Not being one to ever say no to a challenge, and with the winter Olympics still bright in the rearview mirror, I have accepted the torch passed by both of these insightful patient advocates and have prepared myself and team for an Olympic-level effort.

While the two challenges may seem only remotely related, they are in fact categorically connected and align with the very vision of the Mobile Heartbeat clinical team. We are not satisfied with sitting back to rest on our laurels after the technical deployment and implementation of MH-CURE.  Driven by curiosity and motivated with the ongoing knowledge acquired at each implementation, we are persistently seeking to understand how care is impacted by the MH-CURE platform.

Our team’s efforts always begin with a current state evaluation. This evaluation includes a detailed analysis of current state workflows across all disciplines and departments. The resultant insight garnered from this deep dive provides us with a baseline:

  • What unique workflows and work-arounds are being utilized in today’s environment?
  • Where are the redundancies and wasted steps?
  • What partial or broken technical solutions are relied upon within the workflow?
  • What amount of time savings is estimated with the removal of repeat and inefficient work in a future state?
  • Where do we expect that integrations with Mobile Heartbeat and other systems will make the most impact?

Wherever and whenever possible, we are partnering with MH-CURE deployment sites and establishing metrics by evaluating pre-implementation measurements.  Utilizing both workflows analysis, time and motions studies, and qualitative user satisfaction surveys, we can understand the beginning state.
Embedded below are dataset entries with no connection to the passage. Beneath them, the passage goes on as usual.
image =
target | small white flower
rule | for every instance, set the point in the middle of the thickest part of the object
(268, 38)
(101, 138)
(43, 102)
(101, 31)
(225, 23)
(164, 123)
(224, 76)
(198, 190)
These measurements help us to quantify and qualify how well we are meeting the objectives healthcare organization stakeholders set out to attain with the adoption of MH-CURE.

Completing the second set of measurements post-implementation delivers a quantified picture of change within the organization. In essence, we ascertain how the workflow changes have impacted the organization by improving the efficiency of operational and clinical teams.  We chart how the communication related to patient care between the interdisciplinary team and the clinician lead to improved treatment communication and the provision of life-saving information at the point of care.  It is within the absence of measurement that doubt occurs.  Without knowing what was and what now is, we cannot understand how our communication workflows have improved the previous state. Once new workflows are implemented, we re-measure, evaluate, then re-analyze workflows and strategize how to iterate within the organization to enjoy continuous improvements.

Workflow analysis is the thread that is woven throughout the fabric of communication-focused process improvement. Eliminating the one-and-done mentality is essential to ongoing relationships and the continuous improvement process is essential for significant efficiency gains. We are in it for the long haul to ensure we meet our internal goals and facilitate that same impact for our customers and our customers’ patients.  After all, our customers’ patients are also our patients.

Yes, Ron and Dr. Perlin, we are intricately involved in the workflows that impact the care we provide. We know that continuous evaluation of current state and a clear vision for future state requires constant analysis, goal-setting, iteration and measurement. This is what the clinical team lives and breathes. The quality of MH-CURE operational integration and adoption is inseparable from the quality of our continuous improvement work.  With our workflows, we believe we are changing the world in 2018, and we are determined to give you the data to prove it.